Il peut paraître assez odieux que les femmes puissent être échangées comme des biens ou des mots. Lévi-Strauss dégage ainsi le sens de la prohibition de l’inceste, un interdit universel, en fonction de l’exogamie, c’est-à-dire de la pratique, qui est celle de toutes les sociétés, consistant pour les hommes à s’interdire les relations sexuelles avec les femmes de leur famille ou de leur clan. En réservant leurs filles et leurs sœurs aux hommes des autres familles et des autres clans, lesquels, en échange, leur donneront leurs filles et leurs sœurs, les sociétés primitives nouent ainsi des alliances qui auraient été impossibles dans le cadre de l’endogamie (mariage à l’intérieur du groupe).

Pour nous, l’échange est d’abord matériel ; dans les sociétés primitives, il était d’abord symbolique.
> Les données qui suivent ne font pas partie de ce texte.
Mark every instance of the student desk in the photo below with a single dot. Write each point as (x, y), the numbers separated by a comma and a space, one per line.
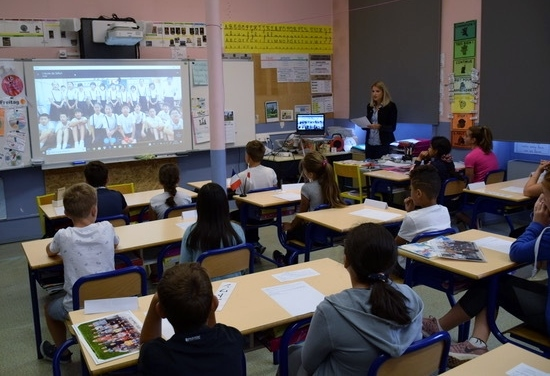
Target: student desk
(499, 361)
(495, 198)
(134, 200)
(248, 309)
(132, 237)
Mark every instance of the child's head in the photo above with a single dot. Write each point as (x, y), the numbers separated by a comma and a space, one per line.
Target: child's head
(316, 167)
(169, 177)
(255, 150)
(479, 135)
(370, 251)
(212, 203)
(440, 146)
(185, 296)
(96, 174)
(425, 184)
(79, 200)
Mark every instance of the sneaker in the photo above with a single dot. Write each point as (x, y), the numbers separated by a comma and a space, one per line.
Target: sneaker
(48, 350)
(430, 326)
(463, 351)
(279, 258)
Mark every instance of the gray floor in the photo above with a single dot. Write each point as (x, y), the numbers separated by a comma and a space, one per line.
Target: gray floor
(17, 335)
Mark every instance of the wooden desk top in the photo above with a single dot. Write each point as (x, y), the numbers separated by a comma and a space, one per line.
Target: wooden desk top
(268, 198)
(133, 200)
(341, 219)
(132, 237)
(496, 261)
(499, 361)
(248, 309)
(511, 190)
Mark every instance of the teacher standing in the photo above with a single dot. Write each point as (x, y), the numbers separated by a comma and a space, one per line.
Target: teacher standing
(382, 113)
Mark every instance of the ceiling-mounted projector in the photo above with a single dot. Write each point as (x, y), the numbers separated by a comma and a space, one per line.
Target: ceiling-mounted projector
(123, 34)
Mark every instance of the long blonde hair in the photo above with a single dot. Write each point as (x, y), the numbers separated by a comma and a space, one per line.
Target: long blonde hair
(386, 97)
(315, 163)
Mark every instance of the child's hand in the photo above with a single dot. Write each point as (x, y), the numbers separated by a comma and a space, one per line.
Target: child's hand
(409, 204)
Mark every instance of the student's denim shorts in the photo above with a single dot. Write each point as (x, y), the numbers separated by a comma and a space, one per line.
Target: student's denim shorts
(57, 311)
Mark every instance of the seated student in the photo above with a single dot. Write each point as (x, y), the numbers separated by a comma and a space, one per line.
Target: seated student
(439, 156)
(525, 299)
(86, 248)
(199, 346)
(481, 160)
(430, 216)
(109, 202)
(322, 188)
(213, 229)
(351, 328)
(256, 176)
(169, 177)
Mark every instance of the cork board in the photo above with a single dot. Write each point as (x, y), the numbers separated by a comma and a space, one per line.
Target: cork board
(144, 174)
(287, 94)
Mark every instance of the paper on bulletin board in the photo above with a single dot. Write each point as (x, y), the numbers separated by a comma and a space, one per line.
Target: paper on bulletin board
(463, 103)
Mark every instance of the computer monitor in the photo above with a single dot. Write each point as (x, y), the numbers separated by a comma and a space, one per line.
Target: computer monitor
(310, 124)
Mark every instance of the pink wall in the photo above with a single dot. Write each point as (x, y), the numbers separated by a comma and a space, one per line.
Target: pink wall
(454, 11)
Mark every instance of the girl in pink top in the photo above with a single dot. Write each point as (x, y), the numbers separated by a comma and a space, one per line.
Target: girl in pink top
(481, 159)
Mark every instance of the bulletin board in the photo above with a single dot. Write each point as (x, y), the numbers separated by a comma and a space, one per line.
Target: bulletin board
(239, 121)
(268, 88)
(15, 148)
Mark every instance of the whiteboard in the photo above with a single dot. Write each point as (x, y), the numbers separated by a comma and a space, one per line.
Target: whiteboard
(15, 148)
(238, 77)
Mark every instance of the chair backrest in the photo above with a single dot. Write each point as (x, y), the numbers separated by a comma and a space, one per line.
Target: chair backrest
(427, 356)
(219, 262)
(167, 257)
(43, 200)
(130, 281)
(495, 176)
(433, 234)
(123, 188)
(177, 210)
(116, 220)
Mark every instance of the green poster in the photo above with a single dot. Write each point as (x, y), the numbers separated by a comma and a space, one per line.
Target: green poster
(463, 67)
(465, 30)
(465, 48)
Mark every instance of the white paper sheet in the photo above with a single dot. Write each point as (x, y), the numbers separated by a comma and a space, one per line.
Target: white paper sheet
(496, 244)
(294, 275)
(296, 298)
(289, 196)
(223, 293)
(110, 305)
(523, 369)
(375, 214)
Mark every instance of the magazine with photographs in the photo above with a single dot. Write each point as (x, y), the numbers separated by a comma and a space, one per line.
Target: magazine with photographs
(110, 337)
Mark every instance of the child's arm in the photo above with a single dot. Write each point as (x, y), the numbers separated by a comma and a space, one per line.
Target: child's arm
(152, 326)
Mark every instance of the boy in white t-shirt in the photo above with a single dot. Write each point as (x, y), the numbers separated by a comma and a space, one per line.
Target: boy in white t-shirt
(256, 176)
(430, 216)
(86, 248)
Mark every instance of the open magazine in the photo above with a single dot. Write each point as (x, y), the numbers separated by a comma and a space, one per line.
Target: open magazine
(110, 337)
(446, 247)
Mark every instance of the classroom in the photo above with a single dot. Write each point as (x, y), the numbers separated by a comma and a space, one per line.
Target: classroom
(420, 69)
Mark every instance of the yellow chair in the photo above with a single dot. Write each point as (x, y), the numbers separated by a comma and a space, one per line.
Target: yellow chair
(123, 188)
(348, 171)
(43, 200)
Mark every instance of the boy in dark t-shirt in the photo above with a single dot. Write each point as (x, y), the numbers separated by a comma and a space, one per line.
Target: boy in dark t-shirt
(199, 346)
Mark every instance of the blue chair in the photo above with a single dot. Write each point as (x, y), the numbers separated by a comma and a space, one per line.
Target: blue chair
(223, 261)
(177, 210)
(419, 273)
(167, 257)
(316, 237)
(130, 281)
(116, 220)
(427, 356)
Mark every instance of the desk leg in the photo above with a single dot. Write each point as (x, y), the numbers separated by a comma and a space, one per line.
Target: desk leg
(35, 313)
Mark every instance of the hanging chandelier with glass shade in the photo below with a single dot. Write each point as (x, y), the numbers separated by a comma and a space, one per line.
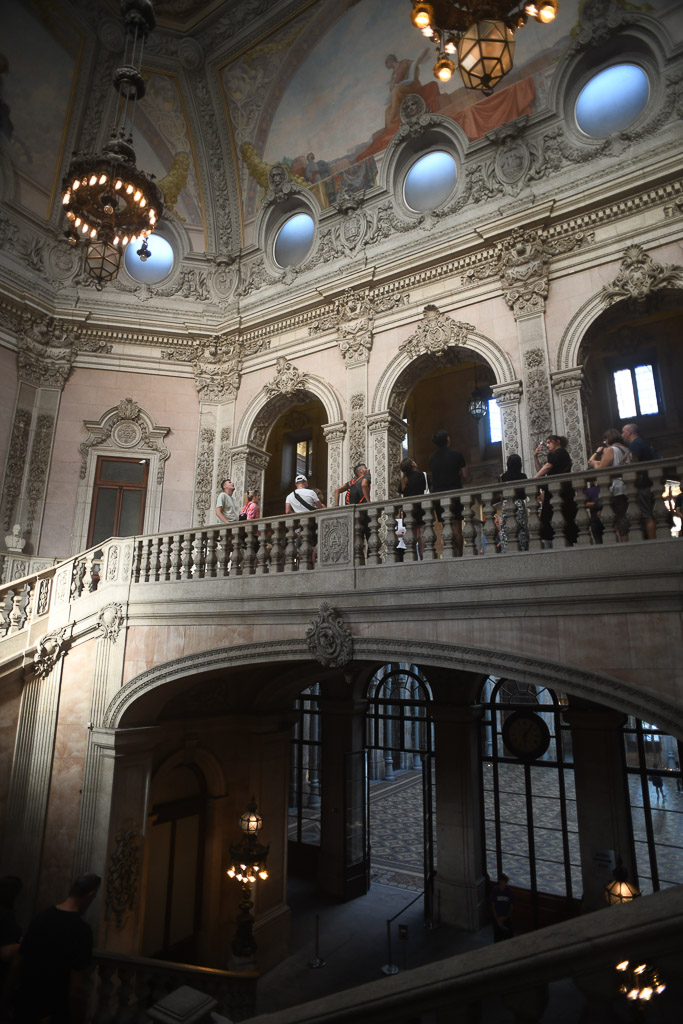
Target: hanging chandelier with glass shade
(479, 33)
(108, 201)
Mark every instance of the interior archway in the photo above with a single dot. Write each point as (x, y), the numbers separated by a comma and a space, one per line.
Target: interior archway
(434, 393)
(296, 444)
Un échange est une relation entre quatre termes : deux individus et deux objets. Il est une action intentionnelle et réciproque. L’individu A donne a à l’individu B, lequel, en retour, donne b à A.

La réciprocité (le fait que l’échange concerne les deux parties) n’implique pas nécessairement l’égalité ou l’équité. Tout échange n’est pas équitable, un échange peut être inégal – l’exemple historique le plus tragique fut celui de la traite des Noirs, commerce barbare au cours duquel des hommes (les esclaves) étaient échangés contre de l’alcool et de la verroterie.

Dans La République, Platon établit que c’est l’échange qui constitue le lien social et que l’échange est rendu nécessaire par le fait qu’aucun homme ne saurait tout seul subvenir à ses propres besoins. Il existe par conséquent une chaîne causale entre besoin, division du travail et société.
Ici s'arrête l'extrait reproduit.